Re: [PATCH v1 00/12] fscrypt: add extent encryption

Eric Biggers <ebiggers@xxxxxxxxxx> · Wed, 5 Jul 2023 09:28:08 -0700

On Wed, Jul 05, 2023 at 08:13:34AM -0400, Neal Gompa wrote:
> On Mon, Jul 3, 2023 at 10:03 PM Sweet Tea Dorminy
> <sweettea-kernel@xxxxxxxxxx> wrote:
> >
> >
> > >>> I do recall some discussion of making it possible to set an encryption policy on
> > >>> an *unencrypted* directory, causing new files in that directory to be encrypted.
> > >>> However, I don't recall any discussion of making it possible to add another
> > >>> encryption policy to an *already-encrypted* directory.  I think this is the
> > >>> first time this has been brought up.
> > >>
> > >> I think I referenced it in the updated design (fifth paragraph of "Extent
> > >> encryption" https://docs.google.com/document/d/1janjxewlewtVPqctkWOjSa7OhCgB8Gdx7iDaCDQQNZA/edit?usp=sharing)
> > >> but I didn't talk about it enough -- 'rekeying' is a substitute for adding a
> > >> policy to a directory full of unencrypted data. Ya'll's points about the
> > >> badness of having mixed unencrypted and encrypted data in a single dir were
> > >> compelling. (As I recall it, the issue with having mixed enc/unenc data is
> > >> that a bug or attacker could point an encrypted file autostarted in a
> > >> container, say /container/my-service, at a unencrypted extent under their
> > >> control, say /bin/bash, and thereby acquire a backdoor.)
> > >>>
> > >>> I think that allowing directories to have multiple encryption policies would
> > >>> bring in a lot of complexity.  How would it be configured, and what would the
> > >>> semantics for accessing it be?  Where would the encryption policies be stored?
> > >>> What if you have added some of the keys but not all of them?  What if some of
> > >>> the keys get removed but not all of them?
> > >> I'd planned to use add_enckey to add all the necessary keys, set_encpolicy
> > >> on an encrypted directory under the proper conditions (flags interpreted by
> > >> ioctl? check if filesystem has hook?) recursively calls a
> > >> filesystem-provided hook on each inode within to change the fscrypt_context.
> > >
> > > That sounds quite complex.  Recursive directory operations aren't really
> > > something the kernel does.  It would also require updating every inode, causing
> > > COW of every inode.  Isn't that something you'd really like to avoid, to make
> > > starting a new container as fast and lightweight as possible?
> >
> > A fair point.
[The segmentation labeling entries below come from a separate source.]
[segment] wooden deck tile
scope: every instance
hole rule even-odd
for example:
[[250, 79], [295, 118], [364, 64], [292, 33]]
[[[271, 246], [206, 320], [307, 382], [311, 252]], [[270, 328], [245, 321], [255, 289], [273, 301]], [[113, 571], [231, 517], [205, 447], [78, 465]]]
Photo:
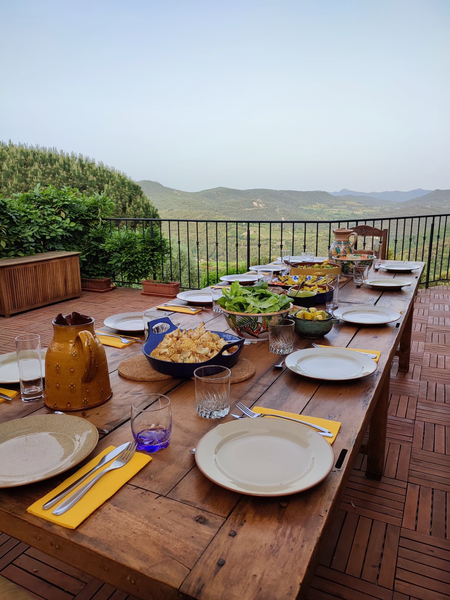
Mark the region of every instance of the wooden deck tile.
[[[59, 312], [95, 313], [100, 326], [157, 304], [137, 290], [85, 293], [2, 319], [0, 352], [31, 323], [48, 343]], [[410, 368], [391, 370], [383, 476], [366, 479], [358, 455], [308, 600], [450, 600], [450, 286], [419, 290], [413, 311]], [[43, 600], [136, 600], [1, 533], [0, 572]]]

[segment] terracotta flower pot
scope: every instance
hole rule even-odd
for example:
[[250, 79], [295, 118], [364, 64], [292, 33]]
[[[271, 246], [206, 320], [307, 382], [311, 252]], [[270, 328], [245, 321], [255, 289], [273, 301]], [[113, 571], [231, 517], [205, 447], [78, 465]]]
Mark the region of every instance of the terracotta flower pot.
[[179, 281], [159, 283], [152, 279], [145, 279], [142, 283], [143, 291], [141, 293], [146, 296], [170, 296], [175, 298], [179, 292]]
[[81, 289], [84, 292], [110, 292], [115, 289], [115, 285], [111, 283], [109, 277], [103, 279], [83, 279], [81, 280]]

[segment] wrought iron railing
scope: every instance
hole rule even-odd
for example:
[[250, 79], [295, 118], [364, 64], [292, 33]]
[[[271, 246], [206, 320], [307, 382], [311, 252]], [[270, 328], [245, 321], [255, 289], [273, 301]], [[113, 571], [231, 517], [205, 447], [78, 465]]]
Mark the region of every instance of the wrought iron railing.
[[[107, 219], [110, 227], [158, 231], [168, 242], [169, 253], [153, 270], [154, 278], [180, 281], [186, 289], [215, 283], [224, 274], [244, 272], [265, 264], [287, 249], [292, 256], [303, 251], [326, 256], [339, 227], [368, 225], [388, 230], [386, 257], [426, 263], [422, 283], [450, 278], [450, 215], [428, 215], [341, 221], [211, 221], [187, 219]], [[359, 238], [356, 246], [371, 248], [371, 237]], [[119, 285], [138, 284], [115, 274]]]

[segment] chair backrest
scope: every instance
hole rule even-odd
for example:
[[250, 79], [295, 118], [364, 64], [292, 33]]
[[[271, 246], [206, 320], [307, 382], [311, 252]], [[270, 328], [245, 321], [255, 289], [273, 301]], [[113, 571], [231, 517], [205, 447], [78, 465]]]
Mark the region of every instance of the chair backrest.
[[[386, 259], [386, 247], [388, 245], [387, 229], [377, 229], [376, 227], [371, 227], [370, 225], [356, 225], [356, 227], [352, 227], [352, 230], [355, 233], [358, 233], [358, 237], [381, 238], [381, 256], [377, 257], [380, 258], [382, 260]], [[372, 241], [372, 243], [373, 243], [373, 240]], [[364, 252], [367, 251], [367, 248], [364, 248]], [[374, 252], [374, 254], [376, 254], [376, 253]]]

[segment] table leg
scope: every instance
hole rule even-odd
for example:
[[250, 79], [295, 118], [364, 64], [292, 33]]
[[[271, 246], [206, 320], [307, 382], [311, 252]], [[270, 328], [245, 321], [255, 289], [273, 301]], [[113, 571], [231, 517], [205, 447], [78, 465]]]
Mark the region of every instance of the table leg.
[[391, 370], [386, 370], [380, 395], [370, 419], [369, 441], [367, 444], [367, 468], [365, 476], [379, 481], [385, 466], [386, 430], [388, 427], [388, 405]]
[[412, 321], [414, 307], [411, 307], [409, 314], [406, 319], [404, 329], [400, 338], [398, 345], [398, 370], [407, 373], [409, 371], [409, 357], [411, 353], [411, 334], [412, 333]]

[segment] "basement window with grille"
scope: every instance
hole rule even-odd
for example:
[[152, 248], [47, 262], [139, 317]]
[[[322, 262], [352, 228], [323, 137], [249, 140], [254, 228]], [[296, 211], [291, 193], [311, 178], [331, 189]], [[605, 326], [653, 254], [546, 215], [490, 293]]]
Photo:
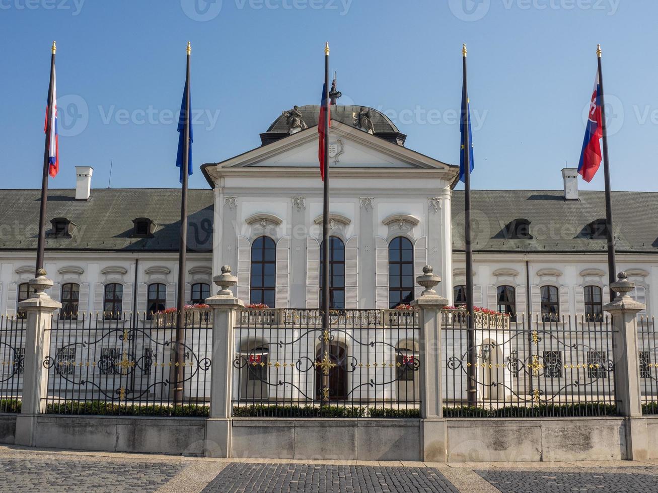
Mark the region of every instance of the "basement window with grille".
[[152, 238], [155, 225], [148, 218], [138, 218], [132, 221], [134, 238]]

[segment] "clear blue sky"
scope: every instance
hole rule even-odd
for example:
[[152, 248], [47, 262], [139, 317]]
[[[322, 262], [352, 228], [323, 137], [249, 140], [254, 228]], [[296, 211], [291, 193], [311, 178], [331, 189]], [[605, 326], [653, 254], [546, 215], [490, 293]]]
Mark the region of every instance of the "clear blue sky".
[[[189, 39], [202, 112], [193, 187], [208, 187], [199, 166], [318, 103], [329, 41], [339, 102], [387, 112], [408, 147], [450, 163], [467, 43], [472, 187], [559, 189], [580, 156], [601, 43], [613, 189], [655, 191], [657, 18], [655, 0], [0, 0], [0, 187], [40, 186], [53, 39], [63, 114], [51, 187], [72, 187], [76, 165], [107, 187], [111, 160], [113, 187], [178, 186], [171, 115]], [[603, 183], [601, 170], [580, 187]]]

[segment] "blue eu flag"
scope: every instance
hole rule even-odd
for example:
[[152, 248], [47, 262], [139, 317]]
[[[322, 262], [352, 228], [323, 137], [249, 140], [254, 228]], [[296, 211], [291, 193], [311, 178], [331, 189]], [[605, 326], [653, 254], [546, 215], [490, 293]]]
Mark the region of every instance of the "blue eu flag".
[[[186, 95], [188, 93], [188, 82], [185, 82], [185, 89], [183, 90], [183, 102], [180, 104], [180, 116], [178, 117], [178, 133], [180, 135], [178, 137], [178, 155], [176, 158], [176, 165], [180, 168], [180, 183], [183, 183], [183, 168], [184, 164], [183, 163], [183, 149], [185, 144], [185, 118], [188, 113], [188, 98]], [[191, 105], [191, 97], [190, 97], [190, 104]], [[192, 174], [192, 142], [194, 141], [194, 137], [192, 135], [192, 120], [191, 120], [191, 113], [190, 112], [190, 147], [189, 153], [188, 154], [188, 176]]]

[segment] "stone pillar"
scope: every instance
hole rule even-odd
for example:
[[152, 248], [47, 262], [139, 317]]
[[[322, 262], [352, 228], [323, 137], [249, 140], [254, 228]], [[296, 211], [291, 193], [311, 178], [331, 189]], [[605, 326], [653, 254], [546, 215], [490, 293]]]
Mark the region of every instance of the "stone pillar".
[[420, 457], [427, 462], [447, 459], [446, 423], [442, 394], [441, 310], [448, 301], [434, 290], [441, 278], [430, 266], [416, 281], [425, 288], [411, 302], [419, 313], [418, 342], [420, 358]]
[[617, 275], [618, 281], [610, 287], [617, 293], [611, 303], [603, 307], [612, 317], [613, 348], [615, 358], [615, 387], [617, 408], [625, 416], [626, 457], [639, 460], [648, 457], [646, 420], [642, 417], [640, 379], [640, 347], [638, 341], [638, 313], [645, 305], [629, 295], [635, 284], [628, 281], [625, 272]]
[[238, 283], [231, 268], [224, 266], [213, 281], [222, 289], [206, 300], [213, 308], [213, 364], [211, 366], [210, 419], [206, 425], [206, 456], [231, 456], [234, 329], [244, 303], [230, 288]]
[[46, 279], [46, 272], [40, 269], [38, 277], [30, 281], [34, 291], [32, 298], [22, 301], [18, 308], [27, 314], [25, 331], [25, 361], [23, 373], [23, 394], [20, 414], [16, 419], [17, 445], [36, 446], [37, 417], [45, 411], [42, 400], [48, 392], [48, 371], [43, 367], [50, 350], [50, 329], [53, 313], [62, 304], [51, 299], [45, 290], [53, 287]]

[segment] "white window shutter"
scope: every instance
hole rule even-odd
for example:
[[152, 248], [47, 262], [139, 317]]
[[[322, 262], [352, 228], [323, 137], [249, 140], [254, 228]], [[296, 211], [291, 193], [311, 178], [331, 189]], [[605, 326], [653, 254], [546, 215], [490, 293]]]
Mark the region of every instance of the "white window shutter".
[[16, 283], [8, 283], [7, 289], [7, 314], [16, 315], [16, 304], [18, 300], [18, 285]]
[[515, 289], [517, 298], [517, 320], [519, 322], [524, 320], [528, 317], [527, 314], [526, 314], [528, 304], [528, 298], [526, 295], [526, 289], [524, 284], [517, 286]]
[[359, 308], [359, 237], [345, 244], [345, 308]]
[[478, 285], [473, 286], [473, 307], [484, 308], [484, 299], [482, 296], [482, 287]]
[[249, 272], [251, 270], [251, 244], [243, 236], [238, 237], [238, 288], [236, 296], [249, 304]]
[[59, 283], [54, 283], [53, 287], [50, 289], [50, 297], [53, 301], [60, 302], [62, 300], [62, 285]]
[[567, 317], [569, 314], [569, 287], [560, 286], [558, 297], [560, 302], [560, 317]]
[[147, 306], [149, 301], [148, 289], [149, 287], [146, 285], [146, 283], [138, 283], [137, 285], [138, 313], [146, 313], [146, 310], [149, 308]]
[[487, 286], [487, 306], [489, 310], [498, 310], [498, 289], [495, 286]]
[[539, 286], [530, 286], [530, 309], [532, 310], [532, 318], [542, 316], [542, 290]]
[[610, 302], [610, 286], [603, 286], [601, 294], [601, 299], [603, 300], [603, 306], [605, 306]]
[[585, 288], [574, 286], [574, 301], [576, 302], [576, 320], [580, 321], [585, 316]]
[[306, 308], [320, 308], [320, 244], [306, 237]]
[[287, 308], [290, 302], [290, 237], [284, 236], [276, 244], [276, 288], [274, 306]]
[[374, 240], [375, 308], [388, 306], [388, 243], [378, 236]]
[[[416, 240], [413, 250], [414, 273], [415, 274], [414, 277], [418, 277], [422, 275], [422, 269], [428, 264], [427, 237], [424, 236], [422, 238], [418, 238]], [[420, 293], [425, 288], [417, 284], [415, 279], [414, 279], [414, 287], [415, 287], [414, 298], [417, 300], [420, 297]]]
[[130, 317], [132, 314], [132, 297], [135, 290], [135, 285], [126, 283], [124, 285], [123, 298], [121, 300], [121, 311], [124, 317]]
[[105, 287], [103, 283], [96, 283], [93, 288], [93, 312], [96, 315], [103, 315], [105, 296]]
[[78, 319], [82, 320], [86, 318], [87, 310], [89, 310], [89, 283], [80, 285], [80, 296], [78, 298]]
[[166, 285], [166, 291], [164, 294], [164, 301], [166, 303], [165, 308], [178, 308], [176, 306], [176, 283], [169, 283]]

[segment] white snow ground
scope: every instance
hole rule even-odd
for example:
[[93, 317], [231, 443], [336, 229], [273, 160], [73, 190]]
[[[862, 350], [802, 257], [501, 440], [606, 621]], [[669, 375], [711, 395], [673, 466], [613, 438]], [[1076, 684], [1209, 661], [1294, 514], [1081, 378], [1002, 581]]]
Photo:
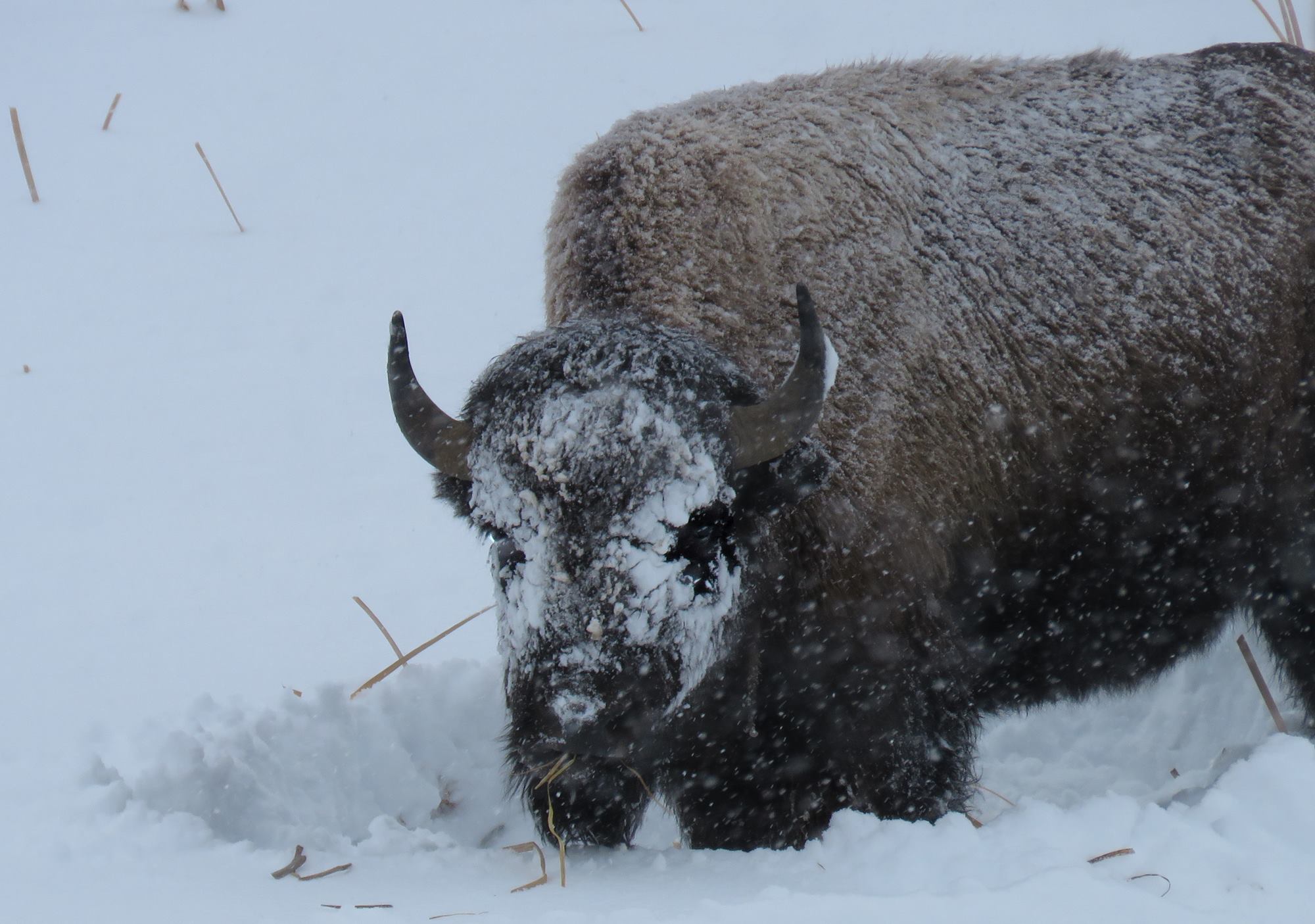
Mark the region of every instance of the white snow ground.
[[[847, 813], [738, 854], [659, 816], [518, 894], [535, 861], [479, 846], [530, 836], [492, 617], [346, 700], [391, 659], [352, 594], [404, 648], [490, 598], [393, 425], [388, 316], [459, 407], [539, 324], [555, 178], [596, 133], [872, 55], [1265, 41], [1249, 3], [633, 0], [642, 34], [611, 0], [192, 5], [0, 4], [42, 196], [5, 130], [0, 919], [1308, 919], [1315, 749], [1270, 733], [1231, 634], [1136, 696], [993, 724], [982, 779], [1019, 804], [984, 794], [981, 829]], [[275, 882], [296, 842], [354, 867]]]

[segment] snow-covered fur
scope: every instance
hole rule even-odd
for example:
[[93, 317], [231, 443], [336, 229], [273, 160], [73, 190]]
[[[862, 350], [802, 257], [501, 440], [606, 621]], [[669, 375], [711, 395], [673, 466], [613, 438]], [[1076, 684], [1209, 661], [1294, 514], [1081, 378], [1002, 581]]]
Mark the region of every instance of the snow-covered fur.
[[[984, 712], [1136, 683], [1239, 605], [1315, 707], [1312, 113], [1315, 57], [1226, 45], [839, 67], [586, 147], [552, 326], [472, 391], [473, 486], [439, 478], [496, 541], [540, 820], [625, 841], [644, 783], [694, 845], [934, 819]], [[734, 471], [796, 280], [835, 386]]]

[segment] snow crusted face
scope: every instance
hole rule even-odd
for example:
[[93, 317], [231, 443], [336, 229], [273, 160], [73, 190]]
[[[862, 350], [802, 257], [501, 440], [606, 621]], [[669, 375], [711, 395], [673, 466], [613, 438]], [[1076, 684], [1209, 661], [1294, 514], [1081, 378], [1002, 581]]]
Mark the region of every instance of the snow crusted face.
[[577, 322], [472, 391], [469, 515], [490, 537], [513, 728], [543, 746], [623, 753], [732, 642], [738, 379], [661, 328]]

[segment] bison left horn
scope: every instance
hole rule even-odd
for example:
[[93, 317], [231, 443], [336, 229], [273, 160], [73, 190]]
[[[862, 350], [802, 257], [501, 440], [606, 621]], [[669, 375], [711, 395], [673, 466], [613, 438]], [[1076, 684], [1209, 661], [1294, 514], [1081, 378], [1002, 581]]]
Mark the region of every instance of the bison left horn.
[[419, 387], [400, 311], [393, 312], [388, 340], [388, 391], [393, 396], [393, 416], [412, 449], [444, 475], [471, 480], [471, 467], [466, 462], [471, 450], [471, 425], [448, 417]]
[[760, 404], [731, 408], [735, 467], [775, 459], [809, 434], [822, 416], [827, 386], [827, 342], [803, 283], [794, 287], [800, 305], [800, 354], [794, 369]]

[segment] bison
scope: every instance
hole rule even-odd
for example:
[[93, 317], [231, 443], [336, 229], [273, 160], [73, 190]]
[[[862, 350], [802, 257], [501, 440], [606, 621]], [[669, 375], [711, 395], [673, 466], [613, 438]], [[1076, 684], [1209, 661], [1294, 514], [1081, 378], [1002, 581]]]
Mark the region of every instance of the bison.
[[618, 122], [562, 179], [548, 326], [462, 419], [400, 315], [389, 349], [490, 544], [540, 829], [623, 844], [655, 792], [709, 848], [961, 811], [984, 715], [1128, 688], [1237, 608], [1315, 707], [1312, 275], [1290, 46], [868, 63]]

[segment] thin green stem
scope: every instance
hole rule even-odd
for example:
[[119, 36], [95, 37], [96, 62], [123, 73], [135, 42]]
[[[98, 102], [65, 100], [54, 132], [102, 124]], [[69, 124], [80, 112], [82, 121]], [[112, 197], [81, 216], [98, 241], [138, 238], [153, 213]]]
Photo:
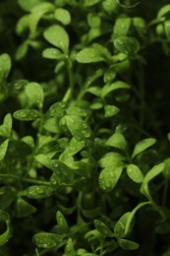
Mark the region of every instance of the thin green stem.
[[167, 192], [168, 192], [169, 181], [165, 180], [164, 190], [163, 190], [163, 198], [162, 198], [162, 206], [165, 206], [167, 200]]
[[63, 97], [63, 101], [68, 101], [70, 98], [72, 98], [73, 93], [74, 93], [74, 86], [75, 86], [73, 68], [72, 68], [69, 60], [66, 61], [66, 68], [67, 68], [68, 77], [69, 77], [69, 88]]
[[23, 178], [22, 180], [24, 182], [28, 182], [28, 183], [32, 183], [32, 184], [38, 184], [38, 185], [44, 185], [44, 186], [50, 185], [50, 182], [48, 182], [48, 181], [42, 181], [42, 180], [37, 180], [37, 179]]

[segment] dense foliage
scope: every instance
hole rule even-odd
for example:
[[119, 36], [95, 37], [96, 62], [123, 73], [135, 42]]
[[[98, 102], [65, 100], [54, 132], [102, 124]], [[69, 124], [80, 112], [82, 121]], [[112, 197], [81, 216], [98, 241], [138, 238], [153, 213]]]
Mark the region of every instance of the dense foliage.
[[170, 255], [168, 2], [1, 0], [1, 255]]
Can move the penalty to open or write time instead though:
> > btrfs could store a generation number with the new context on only the
> > directory changed, then leaf inodes or new extent can traverse up the
> > directory tree and grab context from the highest-generation-number
> > directory in its path to inherit from. Or btrfs could disallow changing
> > except on the base of a subvolume, and just go directly to the top of
> > the subvolume to grab the appropriate context. Neither of those require
> > recursion outside btrfs.
> >
> > >> On various machines, we currently have a btrfs filesystem containing various
> > >> volumes/snapshots containing starting states for containers. The snapshots
> > >> are generated by common snapshot images built centrally. The machines, as
> > >> the scheduler requests, start and stop containers on those volumes.
> > >>
> > >> We want to be able to start a container on a snapshot/volume such that every
> > >> write to the relevant snapshot/volume is using a per-container key, but we
> > >> don't care about reads of the starting snapshot image being encrypted since
> > >> the starting snapshot image is widely shared. When the container is stopped,
> > >> no future different container (or human or host program) knows its key. This
> > >> limits the data which could be lost to a malicious service/human on the host
> > >> to only the volumes containing currently running containers.
> > >>
> > >> Some other folks envision having a base image encrypted with some per-vendor
> > >> key. Then the machine is rekeyed with a per-machine key in perhaps the TPM
> > >> to use for updates and logfiles. When a user is created, a snapshot of a
> > >> base homedir forms the base of their user subvolume/directory, which is then
> > >> rekeyed with a per-user key. When the user logs in, systemd-homedir or the
> > >> like could load their per-user key for their user subvolume/directory.
> > >>
> > >> Since we don't care about encrypting the common image, we initially
> > >> envisioned unencrypted snapshot images where we then turn on encryption and
> > >> have mixed unenc/enc data. The other usecase, though, really needs key
> > >> change so that everything's encrypted. And the argument that mixed unenc/enc
> > >> data is not safe was compelling.
> > >>
> > >> Hope that helps?
> > >
> > > Maybe a dumb question: why aren't you just using overlayfs?  It's already
> > > possible to use overlayfs with an fscrypt-encrypted upperdir and workdir.  When
> > > creating a new container you can create a new directory and assign it an fscrypt
> > > policy (with a per-container or per-user key or whatever that container wants),
> > > and create two subdirectories 'upperdir' and 'workdir' in it.  Then just mount
> > > an overlayfs with that upperdir and workdir, and lowerdir referring to the
> > > starting rootfs.  Then use that overlayfs as the rootfs as the container.
> > >
> > > Wouldn't that solve your use case exactly?  Is there a reason you really want to
> > > create the container directly from a btrfs snapshot instead?
> >
> > Hardly; a quite intriguing idea. Let me think about this with folks when
> > we get back to work on Wednesday. Not sure how it goes with the other
> > usecase, the base image/per-machine/per-user combo, but will think about it.
> 
> I like creating containers directly based on my host system for
> development and destructive purposes. It saves space and is incredibly
> useful.

A solution for that already exists.  It's called btrfs snapshots.  Which you
probably already know, since it's probably what you're using :-)

Using overlayfs would simply mean that each container consists of an upper and
lower directory instead of a single directory.  Either or both could still be
btrfs subvolumes.  They could even be on the same subvolume.

> 
> But the layered key encryption thing is also core to the encryption
> strategy we want to take in Fedora, so I would really like to see this
> be possible with Btrfs encryption.
> 
> Critically, it means that unlocking a user subvolume will always be
> multi-factor: something you have (machine key) and something you know
> (user credentials).

That's possible with the existing fscrypt semantics.  Just use a unique master
key for each container, and protect it with a key derived from both the machine
key *and* the user credential.  Protecting the fscrypt master key(s) is a
userspace problem, not a kernel one.  The kernel just receives the raw key.

- Eric